Das ist eine Versuchsanlage, die wohl nur die besten Weinexperten ohne vorzeitige Kapitulation meistern könnten.
Forscher des National Institute of Standards and Technology (NIST) in Gaithersburg, Maryland, haben es jedenfalls geschafft – ohne auch nur einen Schluck zu degustieren. Sondern dank chemischer Analysen der 148 Weine und mit Hilfe von künstlicher Intelligenz, wie das «New Food Magazine» berichtet. Bei 28 der 30 zuvor nicht-analysierten Weine gelang es dem lernenden Netzwerk aus Computern, die richtige Lösung herauszufinden: Es «wusste», welchen Wein es «degustiert» hatte.

Degustation kostete viel Energie

«Das war ein virtuelles Weintasting, aber degustiert wurde durch Analysegeräte, die zwar effizienter sind als der Mensch, aber nicht so viel Spass daran haben», kommentiert der NIST-Physiker Brian Hoskins.

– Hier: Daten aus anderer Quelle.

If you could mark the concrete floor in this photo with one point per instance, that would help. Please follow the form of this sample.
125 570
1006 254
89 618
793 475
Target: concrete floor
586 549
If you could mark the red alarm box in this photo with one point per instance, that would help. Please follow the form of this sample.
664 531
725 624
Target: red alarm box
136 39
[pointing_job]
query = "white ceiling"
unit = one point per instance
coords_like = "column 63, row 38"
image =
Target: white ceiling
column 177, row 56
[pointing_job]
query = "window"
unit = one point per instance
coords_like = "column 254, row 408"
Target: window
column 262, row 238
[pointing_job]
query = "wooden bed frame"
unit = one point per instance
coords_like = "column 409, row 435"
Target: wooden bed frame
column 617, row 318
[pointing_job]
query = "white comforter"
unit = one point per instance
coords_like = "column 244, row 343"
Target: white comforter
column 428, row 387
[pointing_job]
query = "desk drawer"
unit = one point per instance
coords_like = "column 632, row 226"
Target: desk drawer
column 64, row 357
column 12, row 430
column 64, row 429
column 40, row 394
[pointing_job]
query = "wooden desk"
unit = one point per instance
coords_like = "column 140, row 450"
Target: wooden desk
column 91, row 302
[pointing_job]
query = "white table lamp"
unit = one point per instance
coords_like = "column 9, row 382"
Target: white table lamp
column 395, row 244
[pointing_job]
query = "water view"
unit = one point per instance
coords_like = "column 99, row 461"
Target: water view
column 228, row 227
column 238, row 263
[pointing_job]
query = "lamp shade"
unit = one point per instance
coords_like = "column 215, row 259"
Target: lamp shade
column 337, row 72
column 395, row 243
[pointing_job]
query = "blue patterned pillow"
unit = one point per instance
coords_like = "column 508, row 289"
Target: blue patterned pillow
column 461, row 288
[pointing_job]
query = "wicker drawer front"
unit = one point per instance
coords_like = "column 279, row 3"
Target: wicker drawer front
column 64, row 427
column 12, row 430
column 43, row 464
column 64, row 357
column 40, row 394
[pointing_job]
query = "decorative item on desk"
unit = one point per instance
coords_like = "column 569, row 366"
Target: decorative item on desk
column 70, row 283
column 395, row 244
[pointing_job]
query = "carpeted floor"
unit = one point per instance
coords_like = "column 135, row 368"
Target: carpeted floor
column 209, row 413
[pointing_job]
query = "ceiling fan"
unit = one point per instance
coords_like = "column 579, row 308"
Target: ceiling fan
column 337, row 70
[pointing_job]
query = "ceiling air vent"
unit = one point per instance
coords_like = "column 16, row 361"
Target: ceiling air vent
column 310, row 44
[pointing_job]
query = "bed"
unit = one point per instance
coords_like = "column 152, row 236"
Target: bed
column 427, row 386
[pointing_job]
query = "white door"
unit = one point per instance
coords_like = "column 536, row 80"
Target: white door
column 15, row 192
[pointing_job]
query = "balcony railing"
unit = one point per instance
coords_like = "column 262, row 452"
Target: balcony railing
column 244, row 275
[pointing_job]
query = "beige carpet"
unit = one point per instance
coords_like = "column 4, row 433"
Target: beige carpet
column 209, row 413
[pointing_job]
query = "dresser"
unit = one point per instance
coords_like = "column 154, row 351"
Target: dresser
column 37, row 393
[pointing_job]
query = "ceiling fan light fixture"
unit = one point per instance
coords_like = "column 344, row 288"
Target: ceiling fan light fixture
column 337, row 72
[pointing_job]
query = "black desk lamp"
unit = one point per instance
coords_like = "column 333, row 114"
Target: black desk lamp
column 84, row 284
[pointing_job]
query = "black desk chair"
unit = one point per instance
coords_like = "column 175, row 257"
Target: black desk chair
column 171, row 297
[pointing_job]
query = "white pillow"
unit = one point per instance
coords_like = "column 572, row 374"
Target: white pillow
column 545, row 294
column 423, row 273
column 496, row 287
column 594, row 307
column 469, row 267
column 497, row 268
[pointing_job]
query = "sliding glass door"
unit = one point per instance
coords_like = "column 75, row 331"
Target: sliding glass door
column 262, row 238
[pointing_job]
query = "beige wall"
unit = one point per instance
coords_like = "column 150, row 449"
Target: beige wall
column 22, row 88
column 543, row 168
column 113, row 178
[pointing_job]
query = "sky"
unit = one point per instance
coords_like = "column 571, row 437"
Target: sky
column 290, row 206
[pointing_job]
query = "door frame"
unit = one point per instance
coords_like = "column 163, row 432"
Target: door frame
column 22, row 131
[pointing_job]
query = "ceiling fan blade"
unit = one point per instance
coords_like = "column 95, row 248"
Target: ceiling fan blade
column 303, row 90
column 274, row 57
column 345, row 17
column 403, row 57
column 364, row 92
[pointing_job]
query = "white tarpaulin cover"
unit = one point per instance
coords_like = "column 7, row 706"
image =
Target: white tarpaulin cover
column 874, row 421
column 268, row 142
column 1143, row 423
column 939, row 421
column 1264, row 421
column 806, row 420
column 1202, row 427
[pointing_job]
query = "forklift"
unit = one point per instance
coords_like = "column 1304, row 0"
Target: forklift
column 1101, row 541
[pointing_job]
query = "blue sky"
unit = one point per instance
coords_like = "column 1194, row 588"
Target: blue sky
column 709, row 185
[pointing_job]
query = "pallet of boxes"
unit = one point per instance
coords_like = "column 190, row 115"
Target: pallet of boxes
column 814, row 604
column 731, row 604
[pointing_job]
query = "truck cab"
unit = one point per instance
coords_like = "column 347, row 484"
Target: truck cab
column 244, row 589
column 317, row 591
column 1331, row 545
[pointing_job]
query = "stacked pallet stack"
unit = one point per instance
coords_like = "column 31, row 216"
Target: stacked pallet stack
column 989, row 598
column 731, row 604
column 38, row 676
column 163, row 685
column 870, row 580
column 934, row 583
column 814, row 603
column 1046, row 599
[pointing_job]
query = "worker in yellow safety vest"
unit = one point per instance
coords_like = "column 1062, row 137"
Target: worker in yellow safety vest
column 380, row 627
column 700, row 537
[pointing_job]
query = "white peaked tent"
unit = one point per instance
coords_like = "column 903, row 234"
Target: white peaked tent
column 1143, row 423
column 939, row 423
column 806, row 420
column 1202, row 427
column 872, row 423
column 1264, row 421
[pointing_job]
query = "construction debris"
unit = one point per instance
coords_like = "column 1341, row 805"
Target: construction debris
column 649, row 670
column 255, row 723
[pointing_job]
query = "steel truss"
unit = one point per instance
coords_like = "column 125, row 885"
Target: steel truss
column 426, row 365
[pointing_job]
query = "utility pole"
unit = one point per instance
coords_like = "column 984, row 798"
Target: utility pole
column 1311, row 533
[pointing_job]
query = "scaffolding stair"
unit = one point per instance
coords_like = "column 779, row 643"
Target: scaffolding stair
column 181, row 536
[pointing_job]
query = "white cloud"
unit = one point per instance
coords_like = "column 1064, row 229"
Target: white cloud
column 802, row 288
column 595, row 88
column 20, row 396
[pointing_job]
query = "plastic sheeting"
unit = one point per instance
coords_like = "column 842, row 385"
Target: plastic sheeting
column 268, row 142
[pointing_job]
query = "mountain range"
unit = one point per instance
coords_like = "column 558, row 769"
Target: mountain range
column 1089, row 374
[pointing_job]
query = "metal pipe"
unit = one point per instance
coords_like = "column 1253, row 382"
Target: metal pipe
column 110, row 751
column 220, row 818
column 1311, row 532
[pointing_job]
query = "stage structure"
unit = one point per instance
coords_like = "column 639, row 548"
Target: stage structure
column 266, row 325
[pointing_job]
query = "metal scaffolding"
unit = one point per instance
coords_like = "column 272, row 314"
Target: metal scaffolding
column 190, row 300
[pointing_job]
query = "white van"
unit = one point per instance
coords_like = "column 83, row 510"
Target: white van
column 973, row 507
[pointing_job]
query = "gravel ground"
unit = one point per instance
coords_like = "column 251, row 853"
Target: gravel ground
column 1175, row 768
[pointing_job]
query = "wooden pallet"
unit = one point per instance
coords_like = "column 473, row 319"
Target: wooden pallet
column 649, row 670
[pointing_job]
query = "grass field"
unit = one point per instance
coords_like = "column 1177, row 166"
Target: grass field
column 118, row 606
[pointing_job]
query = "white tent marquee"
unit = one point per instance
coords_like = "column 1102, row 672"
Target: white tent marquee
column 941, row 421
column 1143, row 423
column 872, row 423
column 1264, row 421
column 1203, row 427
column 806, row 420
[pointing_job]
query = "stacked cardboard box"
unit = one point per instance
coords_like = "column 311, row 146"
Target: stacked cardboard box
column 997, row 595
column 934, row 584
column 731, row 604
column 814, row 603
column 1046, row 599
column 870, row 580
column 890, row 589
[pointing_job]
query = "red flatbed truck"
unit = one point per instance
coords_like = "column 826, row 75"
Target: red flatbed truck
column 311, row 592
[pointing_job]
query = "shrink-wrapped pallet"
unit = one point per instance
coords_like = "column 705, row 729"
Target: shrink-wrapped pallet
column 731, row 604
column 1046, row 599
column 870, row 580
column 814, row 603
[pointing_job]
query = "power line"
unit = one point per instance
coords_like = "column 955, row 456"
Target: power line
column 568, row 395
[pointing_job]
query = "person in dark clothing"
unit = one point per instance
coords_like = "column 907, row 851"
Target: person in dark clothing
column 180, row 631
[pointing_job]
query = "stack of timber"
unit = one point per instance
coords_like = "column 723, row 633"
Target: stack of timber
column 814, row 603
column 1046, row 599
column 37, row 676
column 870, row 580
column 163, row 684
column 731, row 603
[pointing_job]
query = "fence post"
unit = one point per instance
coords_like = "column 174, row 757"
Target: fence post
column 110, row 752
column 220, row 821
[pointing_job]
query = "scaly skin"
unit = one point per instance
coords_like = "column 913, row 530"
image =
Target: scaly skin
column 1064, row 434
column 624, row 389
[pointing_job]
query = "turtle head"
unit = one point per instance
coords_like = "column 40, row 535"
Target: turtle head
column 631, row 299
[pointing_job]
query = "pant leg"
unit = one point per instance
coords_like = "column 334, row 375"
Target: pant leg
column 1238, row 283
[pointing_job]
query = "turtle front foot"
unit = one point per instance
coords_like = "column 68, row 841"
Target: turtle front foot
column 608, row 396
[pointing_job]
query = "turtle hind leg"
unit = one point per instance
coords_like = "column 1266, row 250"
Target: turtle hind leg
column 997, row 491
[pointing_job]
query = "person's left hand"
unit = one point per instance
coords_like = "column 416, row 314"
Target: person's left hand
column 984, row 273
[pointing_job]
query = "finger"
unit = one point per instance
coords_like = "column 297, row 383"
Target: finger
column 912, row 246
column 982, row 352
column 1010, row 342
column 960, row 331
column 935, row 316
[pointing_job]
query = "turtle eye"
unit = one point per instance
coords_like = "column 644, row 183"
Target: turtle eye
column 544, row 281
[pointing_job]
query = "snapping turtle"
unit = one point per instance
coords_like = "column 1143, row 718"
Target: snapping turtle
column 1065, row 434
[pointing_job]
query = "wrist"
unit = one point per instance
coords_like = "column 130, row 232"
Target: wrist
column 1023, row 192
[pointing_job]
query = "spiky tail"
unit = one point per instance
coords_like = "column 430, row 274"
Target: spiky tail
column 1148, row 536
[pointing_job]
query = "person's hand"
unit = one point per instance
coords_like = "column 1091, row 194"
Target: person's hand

Zweck des Tastings war es also nicht, die menschlichen «Nasen», wie Wein-Connaisseure genannt werden, zu ersetzen, sondern einen Weg zu finden, um Artificial Intelligence (AI) effizienter trainieren zu können. Was ebenfalls nach viel weniger Spass klingt als eine Weindegustation im herkömmlichen Sinn.
Einen nicht zu unterschätzenden Nachteil hatte das Tasting durch AI gegenüber einem solchen mittels menschlicher Organe: Es benötigte so viel Strom wie 16 Menschen in einem ganzen Jahr.
Immerhin soll der Versuch geholfen haben, eine neue Methode zu entwickeln, die AI-Versuche sparsamer zu machen.